The rumour mill had us believe there’d be a truly budget iPhone, something to take on the low-end Android phones. That’s one area where Android is completely cleaning up. There is simply no Apple alternative to the likes of the Orange San Francisco.
A budget iPhone could’ve been a major game changer, but nope. The cheapest iPhone you can get is the ancient iPhone 3GS at £319 SIM free. It’s now 28 months old. Ridiculous.
The Siri stuff was quite impressive, but realistically how often are you going to speak to your friggin’ iPhone? Apple claims that Siri adapts to your voice, but I refuse to accept that it’ll be able to accommodate the myriad of accents we have here in the UK. “Ey up, Siri. Goin’ down t’pub, 8pm.”

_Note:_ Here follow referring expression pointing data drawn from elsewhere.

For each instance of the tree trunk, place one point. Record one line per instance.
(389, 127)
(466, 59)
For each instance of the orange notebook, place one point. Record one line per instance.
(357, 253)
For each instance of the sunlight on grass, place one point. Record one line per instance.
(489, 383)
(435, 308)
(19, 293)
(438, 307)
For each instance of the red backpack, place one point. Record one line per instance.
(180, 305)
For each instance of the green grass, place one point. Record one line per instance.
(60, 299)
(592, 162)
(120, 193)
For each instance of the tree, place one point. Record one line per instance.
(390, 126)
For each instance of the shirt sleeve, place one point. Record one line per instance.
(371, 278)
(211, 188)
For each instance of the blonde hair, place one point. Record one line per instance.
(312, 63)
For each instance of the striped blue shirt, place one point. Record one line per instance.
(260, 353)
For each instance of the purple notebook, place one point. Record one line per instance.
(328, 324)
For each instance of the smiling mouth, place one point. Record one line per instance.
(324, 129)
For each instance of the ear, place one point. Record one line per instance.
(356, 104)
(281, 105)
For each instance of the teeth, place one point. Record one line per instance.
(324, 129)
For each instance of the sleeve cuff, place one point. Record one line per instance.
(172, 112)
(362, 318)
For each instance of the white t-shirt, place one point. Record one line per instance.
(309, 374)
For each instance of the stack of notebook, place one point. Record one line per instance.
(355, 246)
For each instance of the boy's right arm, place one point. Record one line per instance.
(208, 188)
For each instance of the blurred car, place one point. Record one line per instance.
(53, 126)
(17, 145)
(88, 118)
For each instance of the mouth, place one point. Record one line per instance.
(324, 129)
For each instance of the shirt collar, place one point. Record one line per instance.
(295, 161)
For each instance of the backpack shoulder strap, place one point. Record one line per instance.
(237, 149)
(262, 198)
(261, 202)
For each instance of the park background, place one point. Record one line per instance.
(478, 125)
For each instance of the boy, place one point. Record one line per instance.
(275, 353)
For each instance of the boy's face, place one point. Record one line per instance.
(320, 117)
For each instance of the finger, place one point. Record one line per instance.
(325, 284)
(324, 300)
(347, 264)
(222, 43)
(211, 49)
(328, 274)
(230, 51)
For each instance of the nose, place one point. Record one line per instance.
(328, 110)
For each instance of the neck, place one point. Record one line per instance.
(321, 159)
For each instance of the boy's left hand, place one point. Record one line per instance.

Having said all that, Joe Public will lap it all up. It’s easy to forget that we’re in a geeky minority, endlessly discussing specs and becoming a little too excited at the prospect of the likes of the Samsung Google Nexus Prime and HTC Sensation XE.
On the slightly less geeky hand, my best mate says he wants the new iPhone because “it’ll just work”. Clearly he’s sick of Android glitches.
Well, each to their own, I guess. But I’m siding with one particular writer who described last night as “a crock of shit”.